■速さよりも爽快なフィーリングを徹底して追求
パワーユニットは2タイプ用意され、上級グレードのSiRにはB16A型1.6L VTECエンジンを、VXiにはD15B型1.5Lエンジンを搭載する。1.6Lエンジンは5速MT仕様が最高出力170ps/最大トルク14.1kgm、4速AT仕様は最高出力155ps/最大トルク15.6kgmを発生。
1.5L仕様は走りと低燃費を高度にバランスさせながら、高出力130ps/最大トルク14.1kgmという十分な能力を発揮。いずれのエンジンも1030~1200kgという軽量ボディの恩恵もあり爽快なフィーリングを味わわせてくれる。

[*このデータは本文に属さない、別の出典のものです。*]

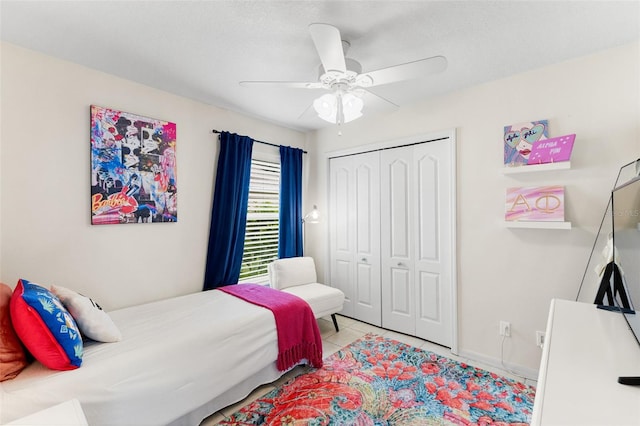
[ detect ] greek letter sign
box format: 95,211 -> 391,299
505,186 -> 565,222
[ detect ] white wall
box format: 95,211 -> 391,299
305,42 -> 640,376
0,42 -> 306,311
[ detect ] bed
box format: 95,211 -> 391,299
1,288 -> 310,425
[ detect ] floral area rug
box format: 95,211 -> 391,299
217,333 -> 536,425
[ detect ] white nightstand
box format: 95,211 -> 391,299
6,399 -> 88,425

優れた操縦性はCR-Vの持ち味だが、デルソルもその点はしっかりと踏襲している。足まわりには、シビックシリーズで確立した新世代の4輪ダブルウイッシュボーンサスペンションを採用しながら、サスペンションの低バネレート化とロングストローク化に加え、ダンパーのシリンダーサイズを大型化といったスポーツモデルにふさわしいセッティングが施された。
軽量なオープンボディとしているが、徹底したコンピュータ解析を行うことでハイレベルな剛性を確保していたことも、爽快でしっかりとした操舵感がもたらす独特の運転感覚の実現に貢献している。
新感覚のスポーツカーとしてデビュー当初は脚光を浴びたものの、販売台数は予想外に伸び悩んでしまう。最たる理由はCR-Xというネーミングを継承していたのにも関わらず、ライトウエイトスポーツとして確たる地位を確立していたそれまでのCR-Xとはクルマのキャラクターがあまりにも違いすぎたことが挙げられる。
もしもCR-Xデルソルが、オープンエアクルージングの楽しさを盛り込むことよりも、軽量かつコンパクトなボディがもたらす後敏さで、ワインディングを縦横無尽に駆け回れる、FFのライトウエイトスポーツの能力にこだわっていたとしたら、クルマの売れ行きはきっと違った結果になっていただろうし、4代目以降もホンダのラインアップに名を連ねていたかもしれない。
しかし、CR-Xデルソルが打ち出したコンセプトやルーフ周辺に採用された技術は、後に登場する電動開閉式ハードトップ車の開発に大きな影響を与えたことは想像に難くない。